Trapped between two interstates slicing through the Mojave Desert between Los Angeles and Las Vegas, a visit to Mojave National Preserve is a worthy distraction for casino-bound road trippers, and an absolute delight for desert-lovers. Larger than Yosemite, the park’s vast emptiness and interesting natural features are the main ingredients of a great desert adventure. In this Mojave National Preserve travel guide and itinerary, we’ll explore how to plan a visit to this off-the-radar gem.
I spent a full day in Mojave National Preserve during a five-week road trip in the American Southwest that was planned “on the fly” with only a general sense of direction. The moment I saw an excuse to extend my Mojave Desert escapade after a couple of days in Death Valley, I knew that I would go out of my way to explore this park. This Mojave National Preserve travel guide and itinerary is based on extensive research and my experience.

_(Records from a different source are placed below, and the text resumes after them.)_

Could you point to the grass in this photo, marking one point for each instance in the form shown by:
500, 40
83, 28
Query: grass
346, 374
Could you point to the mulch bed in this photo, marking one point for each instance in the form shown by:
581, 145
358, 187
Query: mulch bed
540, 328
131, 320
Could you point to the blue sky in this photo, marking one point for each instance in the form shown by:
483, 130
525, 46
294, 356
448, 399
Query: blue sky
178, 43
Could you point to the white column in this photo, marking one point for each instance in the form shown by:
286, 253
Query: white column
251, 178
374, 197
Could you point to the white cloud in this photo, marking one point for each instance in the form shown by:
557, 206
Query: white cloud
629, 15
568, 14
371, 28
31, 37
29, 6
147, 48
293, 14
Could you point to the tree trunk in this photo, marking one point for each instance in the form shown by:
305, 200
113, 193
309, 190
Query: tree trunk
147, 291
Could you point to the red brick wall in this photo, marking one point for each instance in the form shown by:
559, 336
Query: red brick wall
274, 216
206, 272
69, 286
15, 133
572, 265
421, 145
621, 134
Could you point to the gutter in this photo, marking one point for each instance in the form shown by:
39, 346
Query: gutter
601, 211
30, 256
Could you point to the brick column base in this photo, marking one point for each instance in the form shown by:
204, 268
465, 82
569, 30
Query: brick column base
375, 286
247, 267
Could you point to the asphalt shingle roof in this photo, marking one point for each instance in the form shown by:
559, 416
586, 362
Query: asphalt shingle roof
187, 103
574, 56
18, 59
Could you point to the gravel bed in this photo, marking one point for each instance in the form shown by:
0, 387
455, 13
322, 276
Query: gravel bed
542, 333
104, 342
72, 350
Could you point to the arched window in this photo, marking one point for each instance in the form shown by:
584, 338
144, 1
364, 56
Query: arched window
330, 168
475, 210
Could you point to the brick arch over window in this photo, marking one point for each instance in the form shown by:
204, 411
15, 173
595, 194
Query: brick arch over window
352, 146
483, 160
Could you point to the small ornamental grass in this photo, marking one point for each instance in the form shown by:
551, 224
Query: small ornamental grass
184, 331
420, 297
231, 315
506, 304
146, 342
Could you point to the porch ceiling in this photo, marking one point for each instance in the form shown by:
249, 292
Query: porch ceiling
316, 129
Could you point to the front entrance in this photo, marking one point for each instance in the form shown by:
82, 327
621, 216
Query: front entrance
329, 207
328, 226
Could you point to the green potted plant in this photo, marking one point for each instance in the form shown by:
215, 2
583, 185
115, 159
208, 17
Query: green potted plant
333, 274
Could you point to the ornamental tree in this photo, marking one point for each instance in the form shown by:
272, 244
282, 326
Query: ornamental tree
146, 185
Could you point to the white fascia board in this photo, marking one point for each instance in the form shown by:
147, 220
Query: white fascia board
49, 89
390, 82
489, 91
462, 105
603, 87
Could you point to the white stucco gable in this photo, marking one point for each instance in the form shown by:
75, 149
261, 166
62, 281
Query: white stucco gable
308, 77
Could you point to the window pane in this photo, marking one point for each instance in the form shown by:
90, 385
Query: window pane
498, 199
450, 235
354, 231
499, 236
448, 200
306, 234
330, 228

Why Visit the Mojave National Preserve?
If you’re driving from L.A. to Las Vegas or Arizona, Mojave National Preserve is on the way. So why not spice things up, ditch the interstate, and explore the desert?
Rippled sand dunes, rocky domes, and cliffs punctured with mysterious holes, Joshua trees, and cactuses. These are some of the surprising natural features of this park.
Relatively close to Vegas, and the popular national parks at Death Valley and Joshua Tree, few are the travelers that visit the preserve. And that’s not a bad thing.
Mojave National Preserve Map
All places mentioned in this Mojave National Preserve travel guide and itinerary can be found on this companion map. Simply click on the image to open it in Google Maps.
Mojave National Preserve was established in 1994 when Congress also established Joshua Tree and Death Valley as National Parks. The preserve is wedged between Interstates 40 and 15 that slice through the Mojave Desert along with some of the most scenic sections in the interstate system.
The preserve covers an extensive area in the Mojave Desert measuring 1.6 million acres, making it the third-largest park in the national park system and the largest natural preserve. About half of the park is designated as a wilderness area, meaning that motor vehicles and bicycles are prohibited, to protect the natural environment.
There’s great natural diversity in Mojave National Preserve, both in terms of flora, fauna and the desert landscape. Perhaps this is owed to the varying elevation in the preserve, ranging from 800 feet near its entrance in Baker to 7,929 feet in Clark Mountain, or to the mountainous barrier that bisects the park. With low visitor numbers and a lack of funding, there’s very little infrastructure inside the preserve. This presents an opportunity for travelers who wish to ditch the crowds that have become somewhat of a nuisance in some of America’s national parks.